Diese Art wurde an Felsblöcken bei Goppenstein (Wallis) gefunden. Sie scheint dort viel seltener zu sein als triquetrella."

In der Folge wurde das Taxon vielfach als Form von Dahlica triquetrella angesehen, und auch der Erstbeschreiber bekam Bedenken bezüglich des Artstatus. Nach eigener Aussage hatte er die Art vor allem deshalb beschrieben, weil sein Lehrer fest davon überzeugt war, dass es sich um eine eigene Art handelte. Bei Sauter ist daher zu lesen: "Dahlica seileri (Sauter). Diese Art wurde nach Tieren von Goppenstein VS beschrieben (Sauter, 1954). Sie wurde auch zwischen Altanca und Brugniasco im Tessin gefunden. Die Beschreibung erfolgte auf Grund einer grösseren Zahl tetraploid parthenogenetischer Weibchen und eines einzigen aus einer dieser Kulturen Seilers geschlüpften Männchens, wobei die feste Überzeugung Seilers, dass es sich hier um eine von D. triquetrella verschiedene Art handle, ausschlaggebend war.
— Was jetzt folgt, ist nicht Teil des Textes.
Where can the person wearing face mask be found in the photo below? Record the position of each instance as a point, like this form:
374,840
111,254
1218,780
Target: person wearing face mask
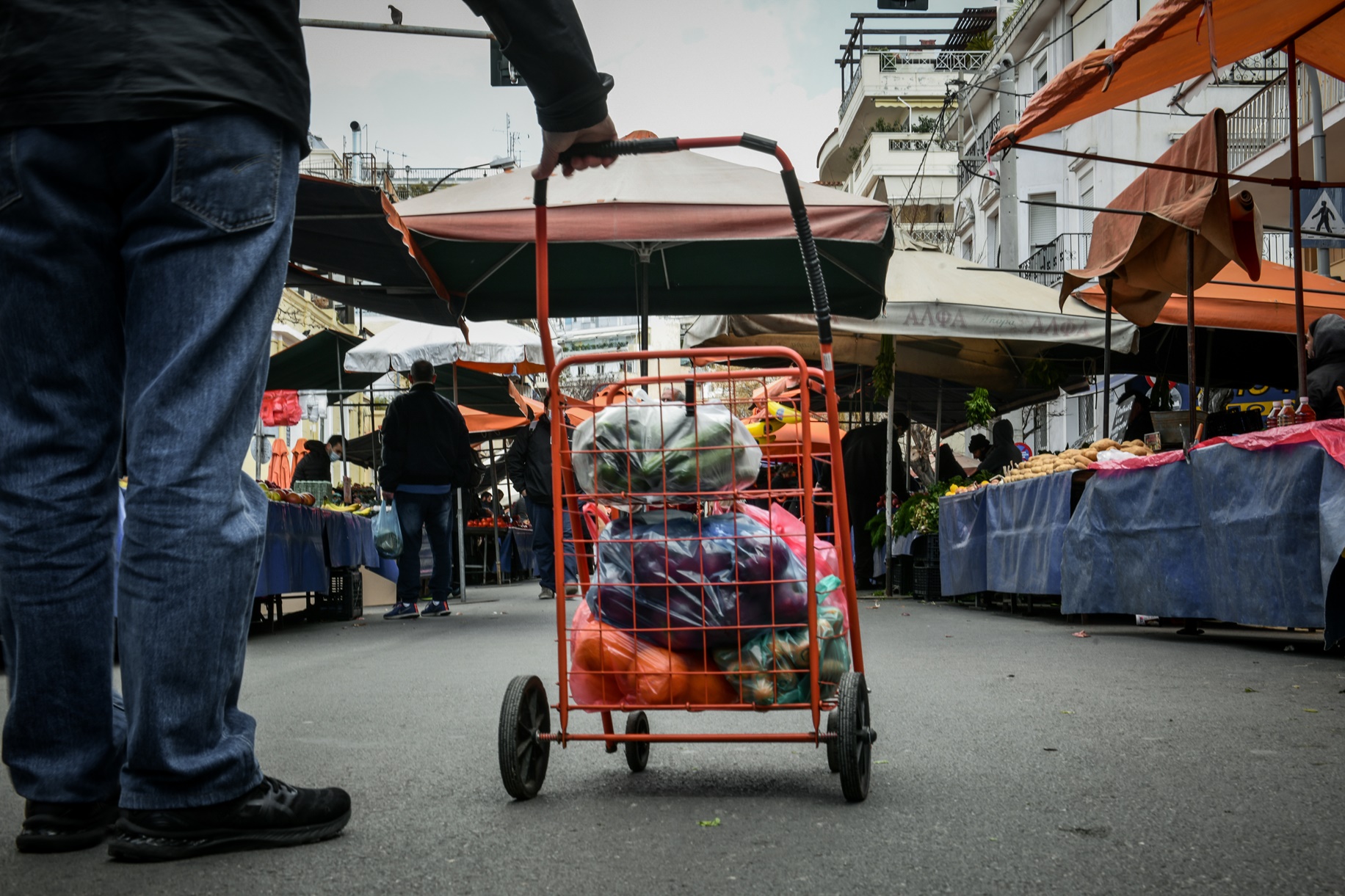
316,466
Ich bin heute der Ansicht, dass es sich doch nur um eine Form von D. triquetrella handeln dürfte. Die Unterschiede in der Sackform scheinen mir zu wenig beweiskräftig, und die abweichende Schuppenform des einzigen Männchens liesse sich meiner Meinung nach erklären, wenn es sich bei diesem Männchen um ein tetraploides Tier gehandelt hätte. Seiler hat damals diese Möglichkeit ausgeschlossen. Eine zytologische Untersuchung dieses Männchens liegt leider nicht vor."

Bei Sauter & Hättenschwiler (1991) wurde das Taxon wieder als Art gelistet, allerdings ist in der Fußnote zu lesen: "Dahlica seileri ist möglicherweise nur eine tetraploide Form von Dahlica triquetrella." Hättenschwiler (1997) lehnt die Artberechtigung vollständig ab und zitiert dazu nur die Zeilen von Sauter (1983). SwissLepTeam (2010) erwähnen das Taxon auch nicht in einer der vielen Anmerkungen. Arnscheid & Weidlich (2017) führen das Taxon jetzt als Notlösung provisorisch als Unterart von D. triquetrella. Genetisch untersucht wurde es noch immer nicht.